SAN ANTONIO - Football, like any other sport, is a game where momentum swings make all the difference.
So what happens when one team gets three nice momentum-style breaks in the first few minutes of a ballgame?
Oklahoma State 36, Arizona 10, that's what.
In a game that never had much doubt to it, the Cowboys (11-2) took advantage in the early going and managed to keep the Wildcats (7-6) at bay all the way. Because of that, the Pokes were able to finally break a San Antonio jinx that covered two previous Alamo Bowl appearances and a Final Four run.
And to top off the sundae of a bowl win, a cherry of 11 wins in one season - an accomplishment never reached in Orange Country.
"Our goal is to have an opportunity to win every game we play and we fell short a couple times this year, but for these seniors to win 11 games means a lot," said head coach Mike Gundy. "They will always have a special place in my heart and our coaching staff's heart because those guys have paid the price. Nobody gave them a chance and they won 11 games."
A crowd of 57,593 looked on as the Pokes jumped out to an early lead primarily because of three key plays: 1. A muffed punt by Arizona's David Douglas, leading to a Cowboy score by ; 2. A nice defensive stand after a 62-yard Wildcat kickoff return; 3. A 71-yard pass to Justin Blackmon.
Those moments helped to build OSU a 14-0 advantage by the 8:46 mark in the first quarter. By the end of the first, it was 17-7 Cowboys. By half, 23-7. Those early motivation shifters gave firm control of this game to the Cowboys. And, while they didn't run away and hide, they did slowly pull away, as if the Wildcats got stuck in quicksand and slowly sank downward.
The defense had a lot to do with that. While the Wildcats actually had more total offense in the game (370 vs. 312), the Cowboy defenders made key stops and exacted a fair amount of pressure on quarterback Nick Foles, who tossed three interceptions and was sacked five times.
"You get the pressure on the quarterback," Ugo Chinasa said, "he thinks about the pass rush instead of the receivers running their routes so you confuse him a lot and then you force turnovers."
One of those turnovers was an interception nabbed by Markelle Martin, who cut in front of a Wildcat, leapt up, made the catch and ran 62 yards for the pick six. That put the Pokes up 16 at halftime.
"That route actually gave us problems during the week just trying to plan for it," said Martin, who won defensive player of the game honors. "Our coaches trusted that our safeties could make the play. I just broke it. We had good pressure from the D-line. It was kind of like a dream."
The bowl's offensive player of the game, Blackmon, had an amazing night. He reeled in nine catches for 117 yards and two scores. His night gave him sole control over an NCAA record - most consecutive games with at least 100 yards receiving and one touchdown. He had the mark won in the third quarter.

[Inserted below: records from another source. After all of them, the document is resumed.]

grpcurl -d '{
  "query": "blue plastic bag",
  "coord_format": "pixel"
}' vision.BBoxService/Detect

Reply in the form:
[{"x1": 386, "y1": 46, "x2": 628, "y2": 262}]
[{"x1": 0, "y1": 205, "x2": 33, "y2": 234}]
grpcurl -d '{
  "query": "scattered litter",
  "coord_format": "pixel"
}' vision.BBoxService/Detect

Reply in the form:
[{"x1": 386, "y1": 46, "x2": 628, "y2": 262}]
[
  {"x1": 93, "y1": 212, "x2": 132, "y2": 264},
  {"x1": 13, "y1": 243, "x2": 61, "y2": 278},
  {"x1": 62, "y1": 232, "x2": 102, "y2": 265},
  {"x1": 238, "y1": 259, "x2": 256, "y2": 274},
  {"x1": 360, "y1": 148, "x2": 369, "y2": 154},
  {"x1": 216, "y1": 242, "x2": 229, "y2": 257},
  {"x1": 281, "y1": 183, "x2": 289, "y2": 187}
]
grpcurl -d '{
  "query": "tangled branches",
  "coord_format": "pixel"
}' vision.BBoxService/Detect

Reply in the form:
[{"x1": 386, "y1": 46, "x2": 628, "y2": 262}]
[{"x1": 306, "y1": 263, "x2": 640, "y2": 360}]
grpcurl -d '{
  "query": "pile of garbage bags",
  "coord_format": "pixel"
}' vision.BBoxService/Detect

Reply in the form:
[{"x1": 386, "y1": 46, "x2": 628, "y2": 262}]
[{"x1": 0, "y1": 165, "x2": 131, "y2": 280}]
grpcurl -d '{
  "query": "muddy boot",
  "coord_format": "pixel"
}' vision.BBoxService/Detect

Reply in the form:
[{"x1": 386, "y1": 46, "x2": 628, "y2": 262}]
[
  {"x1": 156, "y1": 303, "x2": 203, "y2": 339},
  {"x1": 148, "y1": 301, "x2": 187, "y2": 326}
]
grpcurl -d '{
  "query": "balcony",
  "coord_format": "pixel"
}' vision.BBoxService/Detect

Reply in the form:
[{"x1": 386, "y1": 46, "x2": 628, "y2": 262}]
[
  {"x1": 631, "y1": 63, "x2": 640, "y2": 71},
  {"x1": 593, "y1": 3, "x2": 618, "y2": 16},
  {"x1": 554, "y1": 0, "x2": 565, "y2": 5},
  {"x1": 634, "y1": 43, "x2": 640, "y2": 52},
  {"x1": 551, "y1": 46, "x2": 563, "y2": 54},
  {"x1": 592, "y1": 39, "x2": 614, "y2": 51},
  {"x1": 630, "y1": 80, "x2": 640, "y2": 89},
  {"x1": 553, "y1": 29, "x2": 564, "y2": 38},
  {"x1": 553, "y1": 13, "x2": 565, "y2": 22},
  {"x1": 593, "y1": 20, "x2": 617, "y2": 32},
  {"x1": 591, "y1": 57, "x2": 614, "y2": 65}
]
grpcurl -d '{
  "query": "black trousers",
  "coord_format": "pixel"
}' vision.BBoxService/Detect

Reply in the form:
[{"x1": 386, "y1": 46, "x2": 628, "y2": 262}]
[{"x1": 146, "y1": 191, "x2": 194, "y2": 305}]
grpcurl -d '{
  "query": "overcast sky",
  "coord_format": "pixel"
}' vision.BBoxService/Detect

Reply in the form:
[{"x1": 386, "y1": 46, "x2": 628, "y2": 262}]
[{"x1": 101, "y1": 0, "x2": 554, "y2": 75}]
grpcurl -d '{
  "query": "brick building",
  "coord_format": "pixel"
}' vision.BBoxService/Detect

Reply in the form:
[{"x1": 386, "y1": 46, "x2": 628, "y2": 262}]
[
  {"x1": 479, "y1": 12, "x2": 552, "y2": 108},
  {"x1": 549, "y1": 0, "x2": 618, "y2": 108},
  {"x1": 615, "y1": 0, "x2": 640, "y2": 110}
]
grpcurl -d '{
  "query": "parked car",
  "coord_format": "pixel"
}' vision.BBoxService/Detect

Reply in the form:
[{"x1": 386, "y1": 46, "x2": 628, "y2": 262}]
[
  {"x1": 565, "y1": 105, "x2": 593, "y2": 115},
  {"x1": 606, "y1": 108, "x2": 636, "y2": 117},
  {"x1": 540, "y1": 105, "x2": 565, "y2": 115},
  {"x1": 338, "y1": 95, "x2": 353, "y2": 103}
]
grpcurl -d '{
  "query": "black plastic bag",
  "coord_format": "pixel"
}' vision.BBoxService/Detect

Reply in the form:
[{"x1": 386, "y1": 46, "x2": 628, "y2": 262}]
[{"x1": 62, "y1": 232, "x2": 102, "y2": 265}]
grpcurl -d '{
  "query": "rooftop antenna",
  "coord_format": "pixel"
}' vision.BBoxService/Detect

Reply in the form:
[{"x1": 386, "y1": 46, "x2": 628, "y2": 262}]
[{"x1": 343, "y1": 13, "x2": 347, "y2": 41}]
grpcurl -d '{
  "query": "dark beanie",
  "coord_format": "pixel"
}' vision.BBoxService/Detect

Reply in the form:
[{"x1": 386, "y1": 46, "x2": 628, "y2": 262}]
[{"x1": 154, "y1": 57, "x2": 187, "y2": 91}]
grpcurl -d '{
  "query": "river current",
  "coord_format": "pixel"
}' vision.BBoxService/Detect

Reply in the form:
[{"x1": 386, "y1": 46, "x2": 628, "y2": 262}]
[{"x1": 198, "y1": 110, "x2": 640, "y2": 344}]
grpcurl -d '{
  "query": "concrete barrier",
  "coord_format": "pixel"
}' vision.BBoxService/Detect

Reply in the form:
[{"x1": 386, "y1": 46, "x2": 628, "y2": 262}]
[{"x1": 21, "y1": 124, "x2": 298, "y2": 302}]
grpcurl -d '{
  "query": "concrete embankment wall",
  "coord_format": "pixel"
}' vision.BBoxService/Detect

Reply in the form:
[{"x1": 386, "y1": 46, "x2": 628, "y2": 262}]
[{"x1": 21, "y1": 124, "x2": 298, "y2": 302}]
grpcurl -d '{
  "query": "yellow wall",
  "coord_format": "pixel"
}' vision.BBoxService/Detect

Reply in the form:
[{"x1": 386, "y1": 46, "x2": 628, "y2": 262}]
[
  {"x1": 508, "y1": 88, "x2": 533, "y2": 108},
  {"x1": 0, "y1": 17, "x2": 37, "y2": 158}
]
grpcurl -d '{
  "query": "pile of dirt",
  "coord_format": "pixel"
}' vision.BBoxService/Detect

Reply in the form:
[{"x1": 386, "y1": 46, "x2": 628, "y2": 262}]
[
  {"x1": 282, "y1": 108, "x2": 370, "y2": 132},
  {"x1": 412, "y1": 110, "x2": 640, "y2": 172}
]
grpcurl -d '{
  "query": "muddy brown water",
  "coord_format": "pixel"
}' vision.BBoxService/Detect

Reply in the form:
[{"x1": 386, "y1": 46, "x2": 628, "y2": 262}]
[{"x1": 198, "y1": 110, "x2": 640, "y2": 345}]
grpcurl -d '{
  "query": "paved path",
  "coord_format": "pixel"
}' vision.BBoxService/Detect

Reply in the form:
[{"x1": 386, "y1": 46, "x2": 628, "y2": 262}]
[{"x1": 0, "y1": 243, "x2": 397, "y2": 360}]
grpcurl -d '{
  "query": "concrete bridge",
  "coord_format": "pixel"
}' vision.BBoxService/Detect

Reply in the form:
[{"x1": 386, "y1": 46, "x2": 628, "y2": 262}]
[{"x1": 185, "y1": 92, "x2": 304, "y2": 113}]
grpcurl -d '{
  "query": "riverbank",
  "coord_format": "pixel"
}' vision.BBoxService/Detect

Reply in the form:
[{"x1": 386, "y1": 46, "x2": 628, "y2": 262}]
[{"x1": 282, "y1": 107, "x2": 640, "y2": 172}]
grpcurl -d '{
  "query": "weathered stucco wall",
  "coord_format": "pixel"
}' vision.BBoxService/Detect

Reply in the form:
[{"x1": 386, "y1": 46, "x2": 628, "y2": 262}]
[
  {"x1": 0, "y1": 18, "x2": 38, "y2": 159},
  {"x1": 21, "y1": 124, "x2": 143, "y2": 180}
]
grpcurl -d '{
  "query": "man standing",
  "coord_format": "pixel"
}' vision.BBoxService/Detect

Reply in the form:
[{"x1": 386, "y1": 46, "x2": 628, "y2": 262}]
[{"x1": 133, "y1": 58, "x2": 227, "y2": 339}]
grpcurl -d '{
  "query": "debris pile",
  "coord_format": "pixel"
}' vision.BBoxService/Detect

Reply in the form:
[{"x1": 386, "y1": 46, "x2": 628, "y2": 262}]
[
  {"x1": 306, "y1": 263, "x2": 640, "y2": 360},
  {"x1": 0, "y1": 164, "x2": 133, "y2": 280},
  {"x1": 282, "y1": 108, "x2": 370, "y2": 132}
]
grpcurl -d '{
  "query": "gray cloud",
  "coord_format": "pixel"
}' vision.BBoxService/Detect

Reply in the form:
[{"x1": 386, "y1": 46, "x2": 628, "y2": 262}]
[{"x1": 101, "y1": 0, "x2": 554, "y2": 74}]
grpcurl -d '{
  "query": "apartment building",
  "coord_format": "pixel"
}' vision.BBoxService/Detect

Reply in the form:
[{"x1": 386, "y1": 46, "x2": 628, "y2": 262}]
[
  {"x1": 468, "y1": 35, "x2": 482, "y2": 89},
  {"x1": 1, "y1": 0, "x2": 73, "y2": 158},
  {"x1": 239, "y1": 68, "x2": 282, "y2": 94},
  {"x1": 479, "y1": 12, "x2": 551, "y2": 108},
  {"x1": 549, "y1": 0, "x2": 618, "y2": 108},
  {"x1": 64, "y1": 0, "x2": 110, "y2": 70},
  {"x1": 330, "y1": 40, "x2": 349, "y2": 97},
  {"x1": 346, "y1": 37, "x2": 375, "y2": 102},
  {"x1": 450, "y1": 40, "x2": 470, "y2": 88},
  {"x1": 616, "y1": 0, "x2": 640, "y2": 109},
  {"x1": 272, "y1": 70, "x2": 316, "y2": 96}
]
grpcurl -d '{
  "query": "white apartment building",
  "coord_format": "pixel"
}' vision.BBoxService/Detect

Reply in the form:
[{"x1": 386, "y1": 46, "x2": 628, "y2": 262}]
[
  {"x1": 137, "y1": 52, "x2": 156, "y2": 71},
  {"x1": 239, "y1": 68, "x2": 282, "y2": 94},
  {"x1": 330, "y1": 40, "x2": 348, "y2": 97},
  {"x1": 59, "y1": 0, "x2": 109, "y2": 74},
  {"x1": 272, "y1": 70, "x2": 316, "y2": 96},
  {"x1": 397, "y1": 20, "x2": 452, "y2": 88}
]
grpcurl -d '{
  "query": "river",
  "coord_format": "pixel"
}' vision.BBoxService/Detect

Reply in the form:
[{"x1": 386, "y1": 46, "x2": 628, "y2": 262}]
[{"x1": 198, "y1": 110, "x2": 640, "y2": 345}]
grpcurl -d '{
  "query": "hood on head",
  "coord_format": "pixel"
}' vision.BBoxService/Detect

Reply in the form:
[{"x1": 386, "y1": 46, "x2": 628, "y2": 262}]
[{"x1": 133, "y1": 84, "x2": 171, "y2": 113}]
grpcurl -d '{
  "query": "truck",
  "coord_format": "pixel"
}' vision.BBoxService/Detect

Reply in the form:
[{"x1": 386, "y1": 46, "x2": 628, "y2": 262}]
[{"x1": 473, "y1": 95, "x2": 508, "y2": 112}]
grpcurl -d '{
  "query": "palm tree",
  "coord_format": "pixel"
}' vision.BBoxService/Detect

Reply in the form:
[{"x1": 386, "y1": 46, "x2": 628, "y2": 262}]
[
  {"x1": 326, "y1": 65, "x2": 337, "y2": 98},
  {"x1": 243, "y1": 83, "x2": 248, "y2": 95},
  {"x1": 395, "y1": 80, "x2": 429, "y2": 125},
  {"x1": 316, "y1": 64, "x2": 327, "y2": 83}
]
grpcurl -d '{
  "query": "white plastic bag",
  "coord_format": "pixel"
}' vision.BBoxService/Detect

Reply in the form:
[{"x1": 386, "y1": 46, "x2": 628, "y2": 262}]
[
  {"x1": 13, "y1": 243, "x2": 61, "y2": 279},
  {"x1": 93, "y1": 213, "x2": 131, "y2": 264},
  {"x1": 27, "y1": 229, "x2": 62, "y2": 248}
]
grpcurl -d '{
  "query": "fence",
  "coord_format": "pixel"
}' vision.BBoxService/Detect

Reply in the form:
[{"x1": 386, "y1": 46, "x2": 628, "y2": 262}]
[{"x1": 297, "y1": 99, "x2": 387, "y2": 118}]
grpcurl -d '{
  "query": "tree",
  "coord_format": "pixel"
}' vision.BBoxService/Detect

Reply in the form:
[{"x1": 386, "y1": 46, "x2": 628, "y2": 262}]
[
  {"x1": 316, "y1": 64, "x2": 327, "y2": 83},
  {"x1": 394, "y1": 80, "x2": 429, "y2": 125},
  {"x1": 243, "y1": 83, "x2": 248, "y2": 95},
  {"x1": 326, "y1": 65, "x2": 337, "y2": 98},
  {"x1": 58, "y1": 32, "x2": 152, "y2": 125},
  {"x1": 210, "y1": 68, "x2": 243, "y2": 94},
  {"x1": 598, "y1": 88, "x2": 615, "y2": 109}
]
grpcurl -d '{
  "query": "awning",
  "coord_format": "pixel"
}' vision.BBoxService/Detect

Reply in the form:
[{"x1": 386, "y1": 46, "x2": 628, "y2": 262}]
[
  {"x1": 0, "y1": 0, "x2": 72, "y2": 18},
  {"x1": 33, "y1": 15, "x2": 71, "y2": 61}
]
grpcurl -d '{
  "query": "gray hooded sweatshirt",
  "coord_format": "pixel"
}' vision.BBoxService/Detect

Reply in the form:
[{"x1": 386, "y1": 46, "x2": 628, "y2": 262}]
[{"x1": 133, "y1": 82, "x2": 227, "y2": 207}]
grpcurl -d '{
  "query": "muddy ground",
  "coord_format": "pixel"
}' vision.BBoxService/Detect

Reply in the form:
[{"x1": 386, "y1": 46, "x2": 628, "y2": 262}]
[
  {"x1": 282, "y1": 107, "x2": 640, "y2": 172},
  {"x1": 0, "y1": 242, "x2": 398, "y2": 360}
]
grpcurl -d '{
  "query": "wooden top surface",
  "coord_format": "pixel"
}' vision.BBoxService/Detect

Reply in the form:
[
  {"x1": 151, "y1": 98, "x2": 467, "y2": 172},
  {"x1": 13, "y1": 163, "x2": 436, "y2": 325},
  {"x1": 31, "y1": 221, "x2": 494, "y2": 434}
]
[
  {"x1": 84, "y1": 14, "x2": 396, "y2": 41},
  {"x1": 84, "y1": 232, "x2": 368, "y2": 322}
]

His night was not without some controversy, however. One his first score of the game - a 71-yard connection from Brandon Weeden - he pulled short of the end zone and ran across the field before finally going in for the score. Some viewed it as classless, but Blackmon said he was just having fun.
"I mean, you know, it was a big play," he said. "It was a great play called by (Dana) Holgorsen. I think it changed momentum, gave us a lot of spark as far as offense. Kind of made us want to come out, get it more. I think it gave us a lot of momentum.
"I just went out there having fun. You know, it's a bowl game. We practiced three weeks with our own team. I was just happy to be out there with another color jersey lined up across from us. I wanted to have a little fun. That's all it was."
His coach, though he didn't see it happen live, had another theory.
"I'm for him doing more of that for us. I like touchdowns. So the one thing, we don't taunt players. I don't like to taunt. He's just cutting across the field, having a little fun, proving his ankle was back to normal."
Blackmon's night was one for the record books, as previously mentioned. One non-Oklahoma media member asked Weeden (25-of-41, 240 yards, two touchdowns) if this was just another typical performance for the Ardmore product.
"Yeah, absolutely, if not more," he said. "He's a special player. I think he kind of got mad at me a minute because I wasn't throwing the ball early on. He said throw me the daggum ball. I was like, OK, we'll see what happens. I think the next play we threw the bomb. He's just a competitor; he's a smart football player."
Now the Cowboys look ahead to an offseason where the quest to find a new offensive coordinator begins, as well as wondering just what Blackmon and Weeden plan to do with their football futures. That will all come together in time. For now, the team, coaches and fans can enjoy what is - numerically, at least - the best season in school history.
"I couldn't be more proud for the seniors, for the football team and for Oklahoma State," Gundy said. "Winning 11 games is very difficult. It's not easy. I'm very proud of them."